The given function is \( V(x) = x(10 - 2x)(16 - 2x) \). This function models the volume of a box, where \( x \) is a dimension of the box between 0 and 5.

First, expand the product in the volume function. Simplify it to find a polynomial expression for easier differentiation. \[V(x) = x((10 - 2x)(16 - 2x))\]First, expand \((10 - 2x)(16 - 2x)\):\[= 160 - 20x - 32x + 4x^2 = 160 - 52x + 4x^2\]Multiply this by \( x \):\[V(x) = x(160 - 52x + 4x^2) = 4x^3 - 52x^2 + 160x\]

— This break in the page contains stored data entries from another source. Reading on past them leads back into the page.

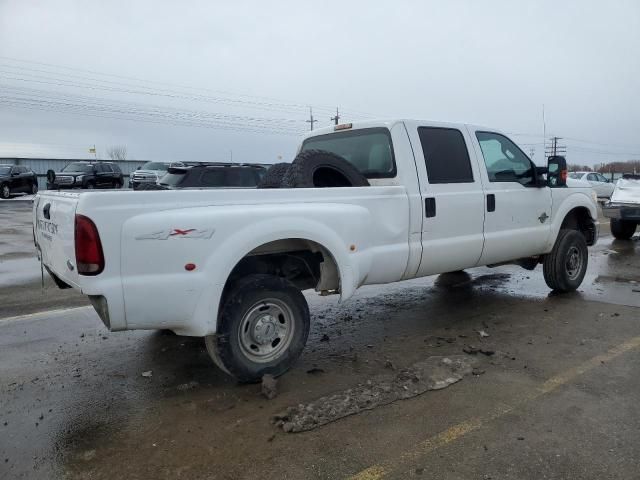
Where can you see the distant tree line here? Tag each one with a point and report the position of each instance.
(629, 166)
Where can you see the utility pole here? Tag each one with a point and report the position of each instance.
(337, 117)
(311, 119)
(556, 148)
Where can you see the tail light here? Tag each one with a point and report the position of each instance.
(89, 256)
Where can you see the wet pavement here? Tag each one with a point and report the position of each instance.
(557, 398)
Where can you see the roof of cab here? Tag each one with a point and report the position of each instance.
(390, 123)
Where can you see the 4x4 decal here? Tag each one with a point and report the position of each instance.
(176, 233)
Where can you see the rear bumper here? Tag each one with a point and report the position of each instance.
(622, 211)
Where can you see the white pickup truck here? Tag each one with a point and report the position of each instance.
(230, 265)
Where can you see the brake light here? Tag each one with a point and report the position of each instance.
(563, 176)
(89, 256)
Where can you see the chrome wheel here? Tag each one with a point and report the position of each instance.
(266, 330)
(573, 263)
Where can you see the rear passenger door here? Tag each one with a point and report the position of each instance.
(452, 198)
(518, 206)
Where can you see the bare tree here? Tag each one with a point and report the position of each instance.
(117, 152)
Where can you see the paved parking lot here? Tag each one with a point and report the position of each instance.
(557, 398)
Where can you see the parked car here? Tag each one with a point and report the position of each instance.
(418, 198)
(17, 179)
(211, 175)
(601, 185)
(624, 207)
(87, 175)
(150, 173)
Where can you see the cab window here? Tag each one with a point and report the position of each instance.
(505, 162)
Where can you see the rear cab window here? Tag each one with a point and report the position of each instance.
(370, 150)
(445, 155)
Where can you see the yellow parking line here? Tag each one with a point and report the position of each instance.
(455, 432)
(42, 314)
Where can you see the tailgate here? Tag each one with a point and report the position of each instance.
(54, 227)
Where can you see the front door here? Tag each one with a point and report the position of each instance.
(452, 198)
(517, 207)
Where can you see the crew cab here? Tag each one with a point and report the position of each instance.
(229, 265)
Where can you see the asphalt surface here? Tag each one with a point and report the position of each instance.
(558, 398)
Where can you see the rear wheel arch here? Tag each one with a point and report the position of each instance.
(580, 219)
(306, 263)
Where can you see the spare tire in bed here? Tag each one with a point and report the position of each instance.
(321, 169)
(274, 175)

To find the critical points of \( V(x) \), we need to take its derivative with respect to \( x \) and set it to zero:\[V'(x) = \frac{d}{dx}(4x^3 - 52x^2 + 160x) = 12x^2 - 104x + 160\]

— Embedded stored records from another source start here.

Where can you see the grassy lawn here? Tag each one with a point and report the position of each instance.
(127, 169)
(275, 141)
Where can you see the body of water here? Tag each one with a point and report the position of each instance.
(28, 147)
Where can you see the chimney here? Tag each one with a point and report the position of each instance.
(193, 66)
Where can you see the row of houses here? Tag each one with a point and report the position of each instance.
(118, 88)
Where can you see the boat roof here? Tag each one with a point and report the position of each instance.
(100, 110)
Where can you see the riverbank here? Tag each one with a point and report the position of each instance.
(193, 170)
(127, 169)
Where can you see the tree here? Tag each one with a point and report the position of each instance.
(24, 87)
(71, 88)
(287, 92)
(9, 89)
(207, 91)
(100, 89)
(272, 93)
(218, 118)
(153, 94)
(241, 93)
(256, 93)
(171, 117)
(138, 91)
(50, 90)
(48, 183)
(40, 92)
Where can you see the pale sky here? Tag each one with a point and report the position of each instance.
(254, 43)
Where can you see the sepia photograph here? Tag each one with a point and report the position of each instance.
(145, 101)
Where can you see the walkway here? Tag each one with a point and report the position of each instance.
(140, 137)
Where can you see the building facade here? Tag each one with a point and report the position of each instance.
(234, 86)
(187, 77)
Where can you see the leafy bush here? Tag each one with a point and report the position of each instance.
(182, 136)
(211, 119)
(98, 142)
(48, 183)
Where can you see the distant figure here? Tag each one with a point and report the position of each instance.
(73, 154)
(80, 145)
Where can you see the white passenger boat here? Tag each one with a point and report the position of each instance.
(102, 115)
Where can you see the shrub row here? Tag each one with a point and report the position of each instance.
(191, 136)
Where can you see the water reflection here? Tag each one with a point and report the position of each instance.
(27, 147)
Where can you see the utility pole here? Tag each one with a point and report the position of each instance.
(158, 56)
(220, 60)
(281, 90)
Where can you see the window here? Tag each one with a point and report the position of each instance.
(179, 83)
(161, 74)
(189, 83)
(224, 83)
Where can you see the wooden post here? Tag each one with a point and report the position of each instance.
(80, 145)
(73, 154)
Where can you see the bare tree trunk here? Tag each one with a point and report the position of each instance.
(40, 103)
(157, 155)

Set \( V'(x) = 0 \) to find critical points:\[12x^2 - 104x + 160 = 0\]Simplify and solve this quadratic equation using the quadratic formula:\[x = \frac{-b \pm \sqrt{b^2 - 4ac}}{2a}\]Here, \( a = 12 \), \( b = -104 \), and \( c = 160 \):\[x = \frac{104 \pm \sqrt{(-104)^2 - 4 \times 12 \times 160}}{24}\]\[x = \frac{104 \pm \sqrt{10816 - 7680}}{24}\]\[x = \frac{104 \pm \sqrt{3136}}{24}\]\[x = \frac{104 \pm 56}{24}\]The solutions are \( x = \frac{160}{24} = \frac{20}{3} \approx 6.67 \) and \( x = 2 \). Since \( 0 < x < 5 \), only \( x = 2 \) is valid in this interval.

Check the endpoints and the critical point \( x = 2 \) to find extreme values of the function within the interval. Compute \( V(x) \) at these points:- \( V(0^+) = 0 \, m^3 \) because volume approaches 0 as \( x \) approaches 0.- \( V(5^-) = 0 \, m^3 \) since the width term \((10 - 2x)\) becomes zero.- \( V(2) = 4(2)^3 - 52(2)^2 + 160(2) = 32 - 208 + 320 = 144 \, m^3 \).Thus, the maximum volume is \( 144 \), occurring at \( x = 2 \).

The extreme values indicate the possible volume variations within the given interval. A volume of 0 at \( x = 0 \) and \( x = 5 \) is logical because one or more box dimensions become zero, reducing the volume to zero. The maximum volume \( 144 \, m^3 \) occurs at \( x = 2 \); thus, choosing this dimension for the box yields maximum volumetric efficiency.